Use either a microcontroller (if you're comfortable writing software) or an FPGA (if you're comfortable with VHDL/Verilog hardware design). Same basic idea either way:
Organize memory using phase from 0 to 360 degrees as the memory address, and store one or more complete waveforms in that space. The data should be scaled to fill the available dynamic range.
Designate a counter (wide enough to address the memory) as the "phase accumulator". This counter will run from 0 to 360 degrees. Use modulus arithmetic to handle overflow e.g. 355 degrees plus 10 degrees = 5 degrees.
Use a timebase (such as a clock oscillator or a timer tick interrupt) to periodically read the memory, at the location addressed by the phase accumulator. Scale the data before sending it to the DAC -- this is where you can add an offset or adjust the gain. Be sure to handle overrange/underrange saturation of the DAC codes.
After writing the DAC, increment the phase accumulator to point to the next sample. The output frequency depends on the phase increment and the frequency of the timebase.
For best results, ensure that each output cycle gets at least 10 points per cycle. Although 2 points per cycle is barely sufficient to avoid frequency aliasing (Nyquist limit), this condition also has 100% error in amplitude and phase, so is not really sufficient for signal reconstruction. At around 10 points, a reconstructed sine wave begins to resemble an actual sine wave.

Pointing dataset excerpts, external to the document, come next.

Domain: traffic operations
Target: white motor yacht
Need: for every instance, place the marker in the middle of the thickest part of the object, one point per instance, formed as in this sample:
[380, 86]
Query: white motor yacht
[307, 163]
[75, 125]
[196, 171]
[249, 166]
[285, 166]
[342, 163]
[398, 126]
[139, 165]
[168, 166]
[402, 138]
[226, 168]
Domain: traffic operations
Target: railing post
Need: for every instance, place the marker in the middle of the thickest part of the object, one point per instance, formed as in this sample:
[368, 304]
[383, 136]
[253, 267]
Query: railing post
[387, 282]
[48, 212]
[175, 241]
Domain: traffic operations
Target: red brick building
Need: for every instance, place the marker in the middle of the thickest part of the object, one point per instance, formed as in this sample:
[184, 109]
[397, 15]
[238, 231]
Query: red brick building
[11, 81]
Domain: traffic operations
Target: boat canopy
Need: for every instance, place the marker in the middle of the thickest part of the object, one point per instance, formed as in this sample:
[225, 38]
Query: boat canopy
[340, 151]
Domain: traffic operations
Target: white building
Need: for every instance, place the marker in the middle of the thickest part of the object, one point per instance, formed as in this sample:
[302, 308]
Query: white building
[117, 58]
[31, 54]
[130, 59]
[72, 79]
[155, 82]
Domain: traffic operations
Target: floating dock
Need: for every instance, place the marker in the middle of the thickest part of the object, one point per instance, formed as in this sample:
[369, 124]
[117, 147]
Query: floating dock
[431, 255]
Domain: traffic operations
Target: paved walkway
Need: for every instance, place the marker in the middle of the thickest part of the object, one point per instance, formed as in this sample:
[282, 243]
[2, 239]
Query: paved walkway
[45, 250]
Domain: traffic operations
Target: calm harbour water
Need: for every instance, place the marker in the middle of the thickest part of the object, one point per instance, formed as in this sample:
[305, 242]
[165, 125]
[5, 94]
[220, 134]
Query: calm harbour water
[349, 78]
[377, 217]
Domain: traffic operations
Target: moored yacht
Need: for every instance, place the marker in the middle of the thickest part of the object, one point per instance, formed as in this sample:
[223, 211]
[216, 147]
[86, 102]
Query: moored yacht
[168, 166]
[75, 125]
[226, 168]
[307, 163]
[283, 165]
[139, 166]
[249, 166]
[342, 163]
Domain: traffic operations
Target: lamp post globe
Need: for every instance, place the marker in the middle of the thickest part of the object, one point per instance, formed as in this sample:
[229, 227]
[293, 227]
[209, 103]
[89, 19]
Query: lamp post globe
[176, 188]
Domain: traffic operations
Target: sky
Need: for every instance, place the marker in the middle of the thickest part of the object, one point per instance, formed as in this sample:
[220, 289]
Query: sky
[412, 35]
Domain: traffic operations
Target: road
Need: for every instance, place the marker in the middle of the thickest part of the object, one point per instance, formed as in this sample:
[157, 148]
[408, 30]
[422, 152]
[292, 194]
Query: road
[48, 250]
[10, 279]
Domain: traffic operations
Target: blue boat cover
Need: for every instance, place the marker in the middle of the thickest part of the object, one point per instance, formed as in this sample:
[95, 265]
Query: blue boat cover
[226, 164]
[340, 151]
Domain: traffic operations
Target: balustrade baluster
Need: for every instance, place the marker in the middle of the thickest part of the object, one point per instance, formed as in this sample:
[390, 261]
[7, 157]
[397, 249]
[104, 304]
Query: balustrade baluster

I've never seen a single IC solution for arbitrary function generation. The DAC usually is just a DAC without any signal processing backend. I was involved in the design of the Maxim Integrated MAX5318 Evaluation Kit, which uses a Xilinx Spartan 3 FPGA to implement arbitrary function generation.
I think the reason you're not going to find an integrated DAC plus Arbitrary Function Generator all on one IC package, is because precision DAC is fairly expensive to design and test, while RAM is a commodity. Every year RAM designs get squeezed tighter and cheaper, while precision DAC solutions get designed into long-term industrial and ATE applications. In other words, the DAC customer base and RAM customer base pull in opposite directions. There's no economical way to integrate the two functions into a single IC. If you want to bankroll a custom IC project, I'm sure it could be technically feasible for some price. But I guarantee you're not going to like the price, especially at low volume.